For those who carry the position, the fundamentals support holding: the Globo anchor gives predictability, the occupancy is being recomposed and the price embutes safety margin. It is worth remembering, however, that those who bought the IPO of 2019 (R$ 12.70) accumulate capital loss of -63% — the VINO11 never recovered the launch stage, and the thesis here is of recovery of a cycle, not of resumption of the historical price.

MANTER — wait for catalyst

Editorial note 5.7/10. The VINO11 trades R$ 4.68 with P/VP of 0.47 and DY of 10.4%, against a fair price range estimated at $450. R$ 5.40-6.40XX (upside of 15% to 37%) — subject to occupation recomposition and eventual amortization of debt.

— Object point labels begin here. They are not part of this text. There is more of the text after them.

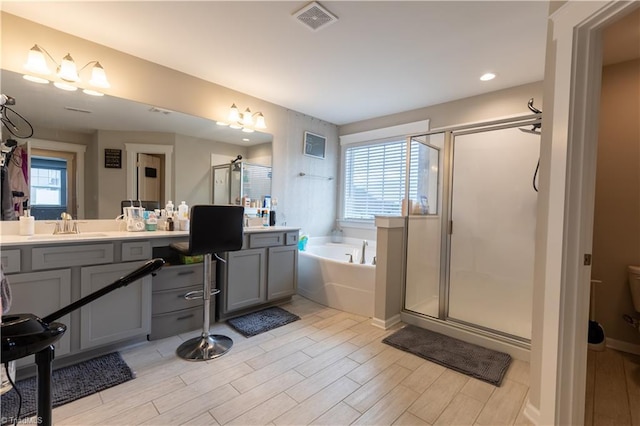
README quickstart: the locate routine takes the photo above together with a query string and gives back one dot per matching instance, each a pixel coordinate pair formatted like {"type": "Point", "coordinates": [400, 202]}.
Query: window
{"type": "Point", "coordinates": [374, 180]}
{"type": "Point", "coordinates": [48, 182]}
{"type": "Point", "coordinates": [375, 171]}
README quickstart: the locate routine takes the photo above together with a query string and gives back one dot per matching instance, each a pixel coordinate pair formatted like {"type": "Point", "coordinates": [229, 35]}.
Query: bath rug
{"type": "Point", "coordinates": [68, 384]}
{"type": "Point", "coordinates": [261, 321]}
{"type": "Point", "coordinates": [473, 360]}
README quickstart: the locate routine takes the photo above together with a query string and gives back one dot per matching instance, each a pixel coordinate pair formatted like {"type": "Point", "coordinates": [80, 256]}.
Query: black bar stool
{"type": "Point", "coordinates": [213, 229]}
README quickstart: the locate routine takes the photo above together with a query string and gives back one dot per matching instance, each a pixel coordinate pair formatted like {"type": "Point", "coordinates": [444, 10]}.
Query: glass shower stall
{"type": "Point", "coordinates": [470, 254]}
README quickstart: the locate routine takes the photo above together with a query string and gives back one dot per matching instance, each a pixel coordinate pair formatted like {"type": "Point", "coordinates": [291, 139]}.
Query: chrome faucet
{"type": "Point", "coordinates": [364, 244]}
{"type": "Point", "coordinates": [66, 225]}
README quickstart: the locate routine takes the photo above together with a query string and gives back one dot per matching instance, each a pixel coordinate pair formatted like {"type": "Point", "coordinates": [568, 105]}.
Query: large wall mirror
{"type": "Point", "coordinates": [89, 153]}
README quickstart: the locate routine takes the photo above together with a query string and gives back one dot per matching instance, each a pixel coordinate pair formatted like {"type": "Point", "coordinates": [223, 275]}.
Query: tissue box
{"type": "Point", "coordinates": [191, 259]}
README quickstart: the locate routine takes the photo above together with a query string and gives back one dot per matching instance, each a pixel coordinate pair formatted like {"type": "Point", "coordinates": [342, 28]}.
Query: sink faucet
{"type": "Point", "coordinates": [364, 244]}
{"type": "Point", "coordinates": [66, 225]}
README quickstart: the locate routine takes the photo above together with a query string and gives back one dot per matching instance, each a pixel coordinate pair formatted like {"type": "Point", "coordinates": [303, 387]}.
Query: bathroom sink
{"type": "Point", "coordinates": [55, 237]}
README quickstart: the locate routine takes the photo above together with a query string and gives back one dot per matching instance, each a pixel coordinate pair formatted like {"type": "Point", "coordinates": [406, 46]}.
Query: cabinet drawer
{"type": "Point", "coordinates": [180, 276]}
{"type": "Point", "coordinates": [177, 322]}
{"type": "Point", "coordinates": [10, 261]}
{"type": "Point", "coordinates": [65, 256]}
{"type": "Point", "coordinates": [266, 240]}
{"type": "Point", "coordinates": [136, 250]}
{"type": "Point", "coordinates": [173, 300]}
{"type": "Point", "coordinates": [291, 238]}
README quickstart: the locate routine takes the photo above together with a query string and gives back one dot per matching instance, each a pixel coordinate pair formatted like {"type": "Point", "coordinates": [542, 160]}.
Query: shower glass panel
{"type": "Point", "coordinates": [424, 225]}
{"type": "Point", "coordinates": [493, 214]}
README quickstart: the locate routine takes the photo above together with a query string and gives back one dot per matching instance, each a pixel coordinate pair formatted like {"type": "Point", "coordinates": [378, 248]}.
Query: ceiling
{"type": "Point", "coordinates": [378, 58]}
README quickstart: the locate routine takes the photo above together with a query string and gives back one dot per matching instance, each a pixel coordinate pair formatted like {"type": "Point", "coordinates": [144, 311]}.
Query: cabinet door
{"type": "Point", "coordinates": [283, 272]}
{"type": "Point", "coordinates": [42, 293]}
{"type": "Point", "coordinates": [245, 285]}
{"type": "Point", "coordinates": [123, 313]}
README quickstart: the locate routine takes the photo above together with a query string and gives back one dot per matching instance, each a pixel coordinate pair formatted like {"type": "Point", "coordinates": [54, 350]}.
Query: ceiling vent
{"type": "Point", "coordinates": [315, 16]}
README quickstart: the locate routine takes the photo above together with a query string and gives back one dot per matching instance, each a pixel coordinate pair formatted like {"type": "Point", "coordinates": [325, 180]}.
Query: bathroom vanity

Who already has position: Insurance. Insurance. The fundamentals and margin of security justify maintaining; the Globe risk is real, but remote in the short term.

Who does not have: wait for concrete signs of recomposition — in particular the occupation of Haddock Lobo from the current 26% to above 50% — before starting position. The announced price of the sale of Oscar Freire 585 will also be an important test of the value thesis.

This content is educational and analytical, does not constitute a recommendation to buy or sell. Make your own analysis before investing.